第294章 《钟生》--一段因孝德而改变的宿命传奇

作品:《聊斋志异

    各位看官,今儿个咱们说一段奇闻异事,这故事发生在明朝年间,说的是辽东有位名士叫钟庆余,此人满腹经纶,更难得的是个出了名的大孝子。


    这一年正值乡试大比之年,钟庆余打点行装,离了辽东老家,千里迢迢来到山东济南府应试。这济南府可是个热闹所在,七十二名泉甲天下。


    钟庆余人还没到济南,耳朵里就先灌进一个消息:说是济南的王府里住着一位老道,能掐会算,前知五百年,后知五百载,灵验得很呐!


    钟庆余心里就活泛了,谁不想知道知道自己的前程呢?好不容易捱到第二场考完,他抽了个空,直奔那趵突泉而去,心想没准能碰上这位活神仙。


    您还别说,真叫他有缘,在趵突泉边,但见一群人围得里三层外三层,水泄不通。挤进去一瞧,正中坐着一位老道长,看年纪六十开外,鹤发童颜,最扎眼的是那部胡须,雪白一片,直垂过胸,真真是仙风道骨,不同凡俗。


    那些求问吉凶的,把个老道围在当中,这个问功名,那个问钱财,老道也不多言,都是用些玄之又玄的隐语点拨。


    说来也怪,这老道在人群里一眼就看见了钟庆余,顿时眼睛一亮,分开众人,抢步上前,一把拉住钟庆余的手,哈哈笑道:“哎呀呀,这位相公,难得,难得!你的心术德行,老道我佩服得很呐!”


    这一下,把钟庆余闹了个懵懂,也把周围众人看得目瞪口呆。老道也不管旁人,亲亲热热拉着钟庆余的手,登上旁边一个清静的阁楼,把旁人都屏退了。


    关上门,老道压低了声音问:“相公,可是想知道将来的前程造化?”


    钟庆余忙不迭点头:“正是,还望仙长指点迷津。”


    老道沉吟片刻,叹了口气:“唉,不瞒相公说,你的福分命格,实在算不得厚重。不过嘛,此番乡试,倒是有望高中。只是……”


    老道话锋一转,面露不忍之色,“只是你荣归故里之后,恐怕……恐怕就见不到你那高堂老母的最后一面了。”


    这句话,好似一个焦雷直劈在钟庆余头顶!他这人,旁的都看得淡,唯独一个“孝”字,看得比性命还重。闻听此言,眼泪“唰”就下来,当即就要收拾行李,弃考回家见娘。


    老道赶紧拦住说:“使不得,万万使不得!你若错过此番机缘,今生今世,休想再得功名!”


    钟庆余早已泪如雨下,泣不成声:“仙长!老娘去世,做儿子的若不能送终,我还算个人吗?纵然将来封侯拜相,官居一品,对我又有何用?不如守在娘亲床前,多尽一日孝心!”

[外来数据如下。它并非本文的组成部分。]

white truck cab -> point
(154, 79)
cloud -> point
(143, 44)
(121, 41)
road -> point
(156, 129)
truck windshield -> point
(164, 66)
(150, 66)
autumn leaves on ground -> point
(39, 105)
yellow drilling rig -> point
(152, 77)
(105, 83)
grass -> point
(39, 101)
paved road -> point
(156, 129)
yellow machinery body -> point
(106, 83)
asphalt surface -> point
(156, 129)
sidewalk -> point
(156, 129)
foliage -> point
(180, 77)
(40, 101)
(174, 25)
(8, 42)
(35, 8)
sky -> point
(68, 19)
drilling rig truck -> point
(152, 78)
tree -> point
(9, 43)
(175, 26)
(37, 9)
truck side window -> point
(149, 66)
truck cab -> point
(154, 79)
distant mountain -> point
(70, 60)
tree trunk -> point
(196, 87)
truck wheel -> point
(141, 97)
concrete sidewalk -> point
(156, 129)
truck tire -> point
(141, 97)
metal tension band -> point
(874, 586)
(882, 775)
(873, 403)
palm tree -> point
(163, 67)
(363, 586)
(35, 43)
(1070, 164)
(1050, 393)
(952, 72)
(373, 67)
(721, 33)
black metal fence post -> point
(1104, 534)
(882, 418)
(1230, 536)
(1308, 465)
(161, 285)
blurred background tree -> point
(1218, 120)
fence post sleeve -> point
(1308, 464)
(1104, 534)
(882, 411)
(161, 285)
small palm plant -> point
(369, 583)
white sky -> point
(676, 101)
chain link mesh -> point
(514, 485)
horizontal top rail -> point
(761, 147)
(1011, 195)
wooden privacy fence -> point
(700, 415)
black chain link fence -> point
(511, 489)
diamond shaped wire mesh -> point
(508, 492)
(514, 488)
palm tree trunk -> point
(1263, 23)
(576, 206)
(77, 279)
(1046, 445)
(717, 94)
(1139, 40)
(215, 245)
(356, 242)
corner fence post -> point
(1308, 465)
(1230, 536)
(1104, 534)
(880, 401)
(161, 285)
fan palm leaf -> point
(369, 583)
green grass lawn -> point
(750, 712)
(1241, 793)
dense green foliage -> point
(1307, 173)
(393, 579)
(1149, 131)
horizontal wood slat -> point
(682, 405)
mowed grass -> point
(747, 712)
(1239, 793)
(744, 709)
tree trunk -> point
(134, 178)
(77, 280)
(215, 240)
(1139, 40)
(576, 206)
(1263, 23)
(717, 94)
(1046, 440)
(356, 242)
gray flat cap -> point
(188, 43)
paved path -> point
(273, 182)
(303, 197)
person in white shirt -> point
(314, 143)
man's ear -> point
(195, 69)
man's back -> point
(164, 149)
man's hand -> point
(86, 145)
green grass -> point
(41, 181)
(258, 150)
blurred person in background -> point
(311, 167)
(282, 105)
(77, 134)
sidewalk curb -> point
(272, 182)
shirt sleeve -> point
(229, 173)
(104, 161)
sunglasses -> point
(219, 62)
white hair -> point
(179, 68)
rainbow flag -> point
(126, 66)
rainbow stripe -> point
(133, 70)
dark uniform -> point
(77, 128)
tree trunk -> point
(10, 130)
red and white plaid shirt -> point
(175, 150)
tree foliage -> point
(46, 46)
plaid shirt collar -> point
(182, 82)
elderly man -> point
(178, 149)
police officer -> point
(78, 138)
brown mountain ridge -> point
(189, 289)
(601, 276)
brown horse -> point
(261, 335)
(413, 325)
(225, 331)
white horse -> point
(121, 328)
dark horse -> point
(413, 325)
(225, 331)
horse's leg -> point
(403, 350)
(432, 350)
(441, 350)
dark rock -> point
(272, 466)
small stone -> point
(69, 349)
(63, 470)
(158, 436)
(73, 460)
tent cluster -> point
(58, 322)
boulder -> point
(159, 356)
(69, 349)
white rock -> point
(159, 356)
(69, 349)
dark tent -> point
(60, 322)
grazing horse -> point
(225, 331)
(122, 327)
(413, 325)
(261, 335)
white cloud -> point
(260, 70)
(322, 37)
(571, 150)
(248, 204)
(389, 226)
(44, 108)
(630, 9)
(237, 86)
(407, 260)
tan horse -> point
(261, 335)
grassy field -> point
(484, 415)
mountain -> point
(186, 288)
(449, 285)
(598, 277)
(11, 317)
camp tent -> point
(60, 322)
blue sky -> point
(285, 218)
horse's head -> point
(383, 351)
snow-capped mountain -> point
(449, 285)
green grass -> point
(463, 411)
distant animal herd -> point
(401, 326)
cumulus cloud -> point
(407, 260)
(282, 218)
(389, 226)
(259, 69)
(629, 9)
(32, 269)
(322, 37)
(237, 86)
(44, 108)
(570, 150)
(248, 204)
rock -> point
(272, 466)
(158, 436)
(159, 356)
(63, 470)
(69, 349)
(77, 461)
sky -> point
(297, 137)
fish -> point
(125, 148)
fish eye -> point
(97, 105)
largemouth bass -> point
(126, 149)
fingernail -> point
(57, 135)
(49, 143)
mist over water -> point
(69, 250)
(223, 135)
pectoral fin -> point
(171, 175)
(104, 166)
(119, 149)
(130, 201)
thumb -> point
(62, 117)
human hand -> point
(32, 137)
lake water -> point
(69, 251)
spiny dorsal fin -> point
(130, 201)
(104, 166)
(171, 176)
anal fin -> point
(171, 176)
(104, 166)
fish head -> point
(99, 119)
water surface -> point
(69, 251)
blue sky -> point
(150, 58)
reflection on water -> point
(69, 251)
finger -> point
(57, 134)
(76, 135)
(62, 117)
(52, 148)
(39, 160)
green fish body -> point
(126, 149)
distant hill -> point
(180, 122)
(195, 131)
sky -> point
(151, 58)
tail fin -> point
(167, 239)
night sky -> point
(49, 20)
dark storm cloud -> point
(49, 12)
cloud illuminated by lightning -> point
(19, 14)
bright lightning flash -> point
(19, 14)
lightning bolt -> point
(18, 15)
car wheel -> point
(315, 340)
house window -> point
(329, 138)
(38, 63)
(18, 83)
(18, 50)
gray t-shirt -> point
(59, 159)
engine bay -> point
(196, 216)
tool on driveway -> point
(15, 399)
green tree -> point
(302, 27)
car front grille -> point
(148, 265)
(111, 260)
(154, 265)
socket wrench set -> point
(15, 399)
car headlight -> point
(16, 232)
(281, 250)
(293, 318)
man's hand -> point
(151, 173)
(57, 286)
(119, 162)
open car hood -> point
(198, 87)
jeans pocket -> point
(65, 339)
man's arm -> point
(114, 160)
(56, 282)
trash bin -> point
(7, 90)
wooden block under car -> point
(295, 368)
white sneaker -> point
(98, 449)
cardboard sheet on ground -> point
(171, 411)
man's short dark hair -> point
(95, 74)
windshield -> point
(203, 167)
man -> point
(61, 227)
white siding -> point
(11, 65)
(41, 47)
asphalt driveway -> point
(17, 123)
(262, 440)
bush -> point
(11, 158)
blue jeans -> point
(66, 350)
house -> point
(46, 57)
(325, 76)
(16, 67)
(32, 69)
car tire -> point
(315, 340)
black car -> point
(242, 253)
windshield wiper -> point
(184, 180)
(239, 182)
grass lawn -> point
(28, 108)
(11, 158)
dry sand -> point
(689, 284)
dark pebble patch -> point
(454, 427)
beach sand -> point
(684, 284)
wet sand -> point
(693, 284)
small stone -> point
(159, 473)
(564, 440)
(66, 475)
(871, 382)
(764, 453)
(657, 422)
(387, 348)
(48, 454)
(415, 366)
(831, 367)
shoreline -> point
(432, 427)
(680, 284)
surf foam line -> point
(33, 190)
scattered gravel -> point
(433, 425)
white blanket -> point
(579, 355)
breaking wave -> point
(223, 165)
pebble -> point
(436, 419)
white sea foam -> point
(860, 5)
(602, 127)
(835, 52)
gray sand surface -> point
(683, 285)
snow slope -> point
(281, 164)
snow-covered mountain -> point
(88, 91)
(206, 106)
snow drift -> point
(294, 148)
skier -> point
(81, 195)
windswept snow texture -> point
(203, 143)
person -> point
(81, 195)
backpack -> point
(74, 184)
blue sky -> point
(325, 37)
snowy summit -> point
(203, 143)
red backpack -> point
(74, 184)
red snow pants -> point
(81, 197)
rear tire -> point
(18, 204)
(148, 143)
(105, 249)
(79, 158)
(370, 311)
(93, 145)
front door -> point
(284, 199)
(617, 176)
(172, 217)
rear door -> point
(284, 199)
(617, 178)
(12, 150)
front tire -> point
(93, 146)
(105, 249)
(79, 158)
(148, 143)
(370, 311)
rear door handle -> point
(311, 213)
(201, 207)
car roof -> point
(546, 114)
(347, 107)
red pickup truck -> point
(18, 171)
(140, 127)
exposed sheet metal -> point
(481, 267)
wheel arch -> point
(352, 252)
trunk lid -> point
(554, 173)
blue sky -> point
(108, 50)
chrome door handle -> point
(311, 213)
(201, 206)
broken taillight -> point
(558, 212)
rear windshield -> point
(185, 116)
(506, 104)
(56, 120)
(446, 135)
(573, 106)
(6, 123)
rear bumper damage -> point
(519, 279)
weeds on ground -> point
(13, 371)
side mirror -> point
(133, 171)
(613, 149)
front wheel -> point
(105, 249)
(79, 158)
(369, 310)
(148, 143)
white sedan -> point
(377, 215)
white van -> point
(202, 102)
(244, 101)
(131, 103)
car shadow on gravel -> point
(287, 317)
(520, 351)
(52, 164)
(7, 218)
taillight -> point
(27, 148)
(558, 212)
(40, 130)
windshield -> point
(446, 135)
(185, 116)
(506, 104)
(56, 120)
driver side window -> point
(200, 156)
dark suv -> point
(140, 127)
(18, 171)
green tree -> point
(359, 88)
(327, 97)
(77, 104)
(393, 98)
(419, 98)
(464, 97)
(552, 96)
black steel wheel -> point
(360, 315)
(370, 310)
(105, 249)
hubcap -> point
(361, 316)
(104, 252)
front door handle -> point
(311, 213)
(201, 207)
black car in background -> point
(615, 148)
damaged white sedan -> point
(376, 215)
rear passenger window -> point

    老道闻言,大为感动,捻须叹道:“善哉,善哉!难得你一片纯孝之心。实不相瞒,我前世与你有缘,今日定当竭力相助。”


    说着,从袖中取出一个锦囊,倒出一粒龙眼大小、异香扑鼻的药丸,郑重交给钟庆余。


    老道说:“此乃续命灵丹,你可速派一个稳妥的仆人,日夜兼程送回家中,让你母亲服下。此丹能延寿七日。你在此安心考完最后一场,立刻动身,快马加鞭,或许还能赶上母子相见。”


    钟庆余如同捞到一根救命稻草,连忙将药丸贴身藏好,拜谢了老道,匆匆下楼。可心里早已是乱麻一团,魂不守舍。


    他心想,老娘归天之日已有定数,早回去一天,就能多陪老娘一天。当下把心一横,也顾不得什么功名,叫随身的书童到市上租了一头健驴,即刻便东归。


    谁知这怪事就来了!主仆二人骑着驴刚走出去一里多地,那驴子突然犯了邪性,“唏溜溜”一声暴叫,拧脖子转身,朝着来路就跑!


    钟庆余赶紧勒缰绳,那驴子根本不听;想把它拉回来,它竟尥起蹶子又蹦又跳,差点把钟庆余掀下驴背。钟庆余急得是满头大汗,如同水洗一般。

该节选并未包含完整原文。